De voorraden van het edelgas helium dreigen binnen enkele decennia uitgeput te raken, waarschuwt hoogleraar Robert Richardson van de Amerikaanse Cornell University.
Richardson, die in 1996 de Nobelprijs kreeg voor zijn onderzoek naar de supervloeibaarheid van het edelgas, maakte deel uit van de commissie die voor de Amerikaanse overheid het heliumbeleid kritisch heeft bekeken. Kern van de kritiek is dat bedrijven en overheden wereldwijd verkwistend omgaan met de stof. Zij laten vaak na gebruik het gas eenvoudigweg vervliegen omdat het niet duur is.

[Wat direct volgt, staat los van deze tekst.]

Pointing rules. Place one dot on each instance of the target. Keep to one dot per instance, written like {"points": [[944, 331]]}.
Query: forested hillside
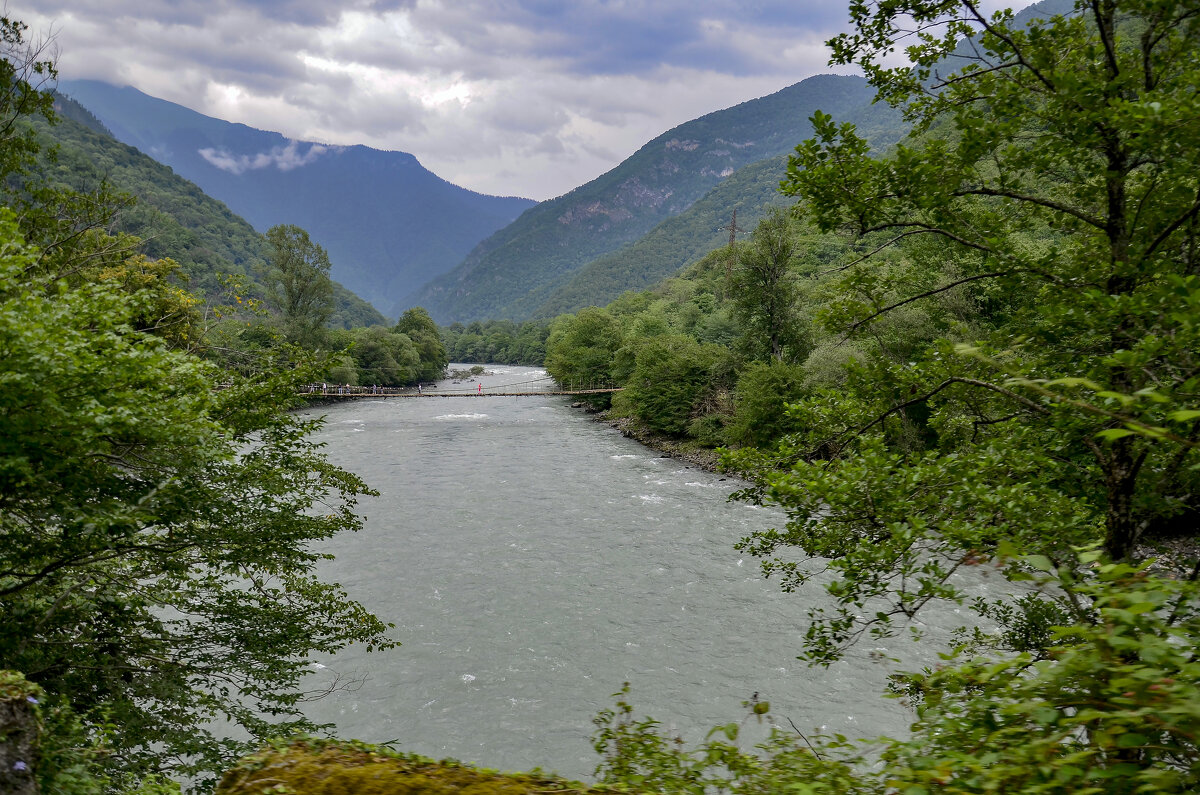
{"points": [[388, 222], [172, 216], [516, 270], [973, 357]]}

De prijs van helium wordt kunstmatig laag gehouden door de grootste aanbieder, de Verenigde Staten. Die hadden in de Koude Oorlog voor militaire doeleinden een enorme voorraad van het gas opgebouwd: een ondergrondse opslag bij Amarillo in Texas bevat 500 miljard l helium, de halve wereldvoorraad. De noodzaak een grote voorraad te hebben viel voor een groot deel weg, wat in 1996 leidde tot de Helium Privatisation Act. Daarin is vastgelegd dat de VS hun voorraad tegen een vaste, lage prijs verkopen, ongeachte de werkelijke waarde van het gas. Dit om de investeringen in het reservoir terug te verdienen.
Vloeibaar helium is essentieel voor de koeling van de supergeleidende magneten in MRI-scanners en andere hightech apparaten als infrarooddetectoren. Helium wordt nu meestal gewonnen uit ruw aardgas. Technisch gezien kan dat ook uit lucht, maar dat is vele malen duurder.